L’AMF fera connaître ses orientations à cet égard en juin 2018, en même temps qu’elle annoncera des réformes ciblées dans le dossier du rehaussement des obligations des conseillers, courtiers et représentants envers leurs clients (33-404) afin de bien arrimer les deux.

« La solution sur les commissions intégrées répondra aux enjeux énoncés dans le document [de consultation], mais en réduisant le risque de conséquences inattendues, précise Hugo Lacroix. Je ne crois pas que l’accueil sera unanime, mais nous arriverons à un consensus raisonnable. »

De son côté, Louise Gauthier, directrice principale des politiques d’encadrement de la distribution de l’Autorité, a rappelé que cela faisait déjà plus de cinq ans que les travaux au sujet du rehaussement des obligations en valeurs mobilières étaient en cours. Ils concernent les parties 11, 13 et 14 du règlement 31-103, mais plus particulièrement la partie 13 portant sur les relations avec les clients.

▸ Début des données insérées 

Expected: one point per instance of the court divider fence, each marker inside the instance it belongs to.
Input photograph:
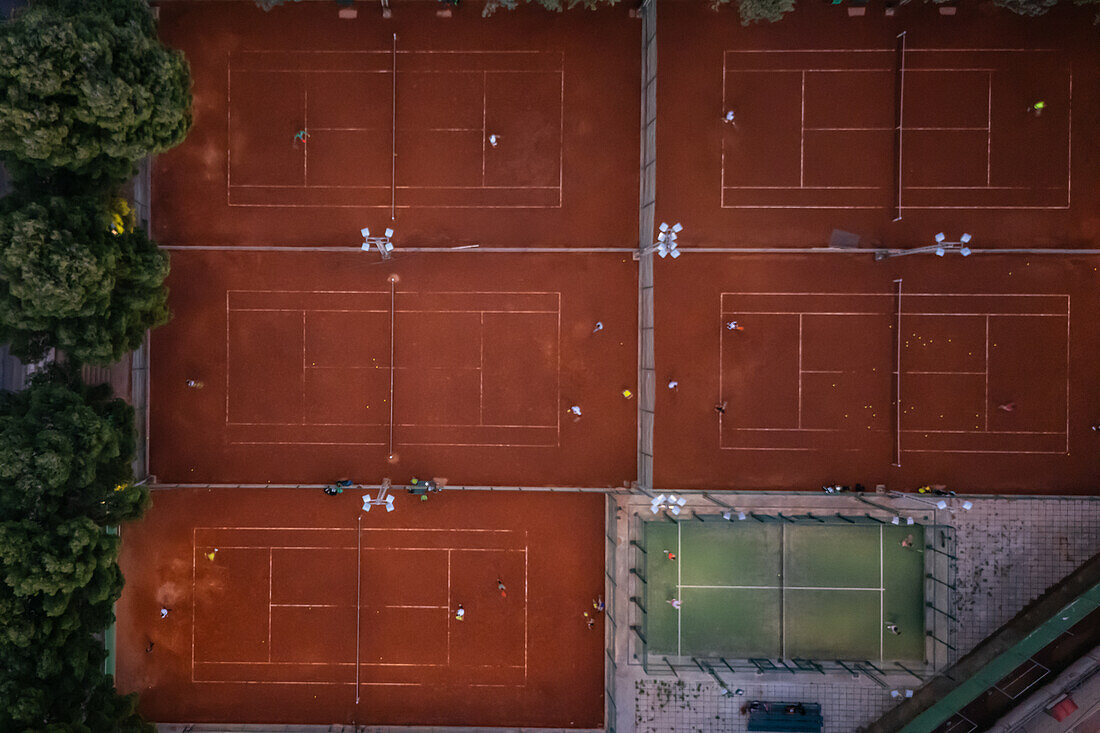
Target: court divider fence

« Nos réflexions se sont concentrées sur les obligations qui n’existent pas explicitement dans le règlement et visent à établir une obligation de convenance beaucoup plus holistique, explique-t-elle. Quant aux titres et désignations, ils seront abordés dans une deuxième phase, après de nouvelles consultations. »

DU PAIN SUR LA PLANCHE

L’AMF n’a pas manqué de réitérer son soutien total au projet de loi 141 (PL 141), ni d’affirmer que les activités de la Chambre de la sécurité financière et de la Chambre de l’assurance de dommages seraient simplement transférées à l’AMF et non abolies, comme le craignent de nombreux intervenants de l’industrie.

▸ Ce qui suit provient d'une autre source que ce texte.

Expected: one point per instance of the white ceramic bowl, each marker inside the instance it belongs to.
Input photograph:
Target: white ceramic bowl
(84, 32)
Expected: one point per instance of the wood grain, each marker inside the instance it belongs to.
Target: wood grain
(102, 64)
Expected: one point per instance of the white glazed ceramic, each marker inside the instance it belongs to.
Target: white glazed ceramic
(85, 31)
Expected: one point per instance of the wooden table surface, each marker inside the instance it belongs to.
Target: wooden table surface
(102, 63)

L’adoption de l’article 632 du PL 141 lui semble aussi importante. Depuis 2009, le partage de commissions d’un représentant en épargne collective avec son entreprise incorporée dans une autre discipline n’est plus permis. Le PL 141 l’autorisera de nouveau. Un règlement sera adopté par l’AMF pour en déterminer les modalités.

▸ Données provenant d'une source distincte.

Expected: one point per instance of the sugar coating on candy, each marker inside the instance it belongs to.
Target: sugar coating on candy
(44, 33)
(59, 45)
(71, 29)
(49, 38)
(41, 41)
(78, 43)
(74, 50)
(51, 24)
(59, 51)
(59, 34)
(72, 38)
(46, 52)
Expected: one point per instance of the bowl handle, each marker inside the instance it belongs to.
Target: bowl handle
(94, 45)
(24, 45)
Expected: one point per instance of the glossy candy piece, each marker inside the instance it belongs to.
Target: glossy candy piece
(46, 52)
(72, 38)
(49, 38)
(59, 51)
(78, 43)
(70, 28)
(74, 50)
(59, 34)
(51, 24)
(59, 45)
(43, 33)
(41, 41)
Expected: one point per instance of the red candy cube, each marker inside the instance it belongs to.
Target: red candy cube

L’harmonisation réglementaire des fonds distincts et des fonds communs de placement est aussi sur le radar de l’organisme. L’AMF a émis une trentaine de recommandations, visant par exemple à harmoniser l’aperçu du fonds, la méthode de classification du risque, l’obligation de connaissance du client et le contrôle diligent du produit. « Mais la principale recommandation demeure l’adoption d’un relevé sur les frais et placements que nous nommons MRCC 2+, car il inclut aussi les frais du manufacturier », précise Louise Gauthier.

Un prototype de relevé verra le jour dans les prochaines semaines. Il sera en partie fondé sur les conclusions tirées de la tenue de groupes de discussion avec des investisseurs. Ces derniers souhaitent voir le rendement affiché dès la première page, accompagné d’un graphique.

L’AMF planche sur bien d’autres sujets, dont les répercussions systémiques de la gestion passive, l’évolution du risque des portefeuilles à revenu fixe ou encore l’effet de levier dans les fonds négociés en Bourse. « Nous voulons être un régulateur de proximité, avance Hugo Lacroix. Nous voulons que les gestionnaires d’actif soient bien réglementés, mais en évitant des effets pervers limitant leur éclosion et leur développement. »

SE RAPPROCHER DE L’INDUSTRIE

« Le secteur financier est en ébullition et je veux contribuer à doter le Québec d’un cadre réglementaire moderne et ambitieux », renchérit Frédéric Pérodeau, nouveau surintendant de l’assistance aux clientèles et de l’encadrement de la distribution à l’AMF.

Il croit que le plan stratégique 2017-2020 de l’Autorité aidera à franchir des pas importants en ce sens. Il repose sur trois axes : le leadership et l’innovation, le renforcement du rôle de l’AMF comme régulateur de proximité et l’investissement dans sa performance en augmentant sa flexibilité, en raffinant ses outils et en développant ses talents.

« Nous avons presque 800 ambassadeurs sur le terrain, qui interagissent avec l’industrie sur une base quotidienne, je veux qu’ils se sentent libres de nous dire ce qui s’y passe vraiment, afin que nos propositions répondent réellement aux besoins », conclut-il.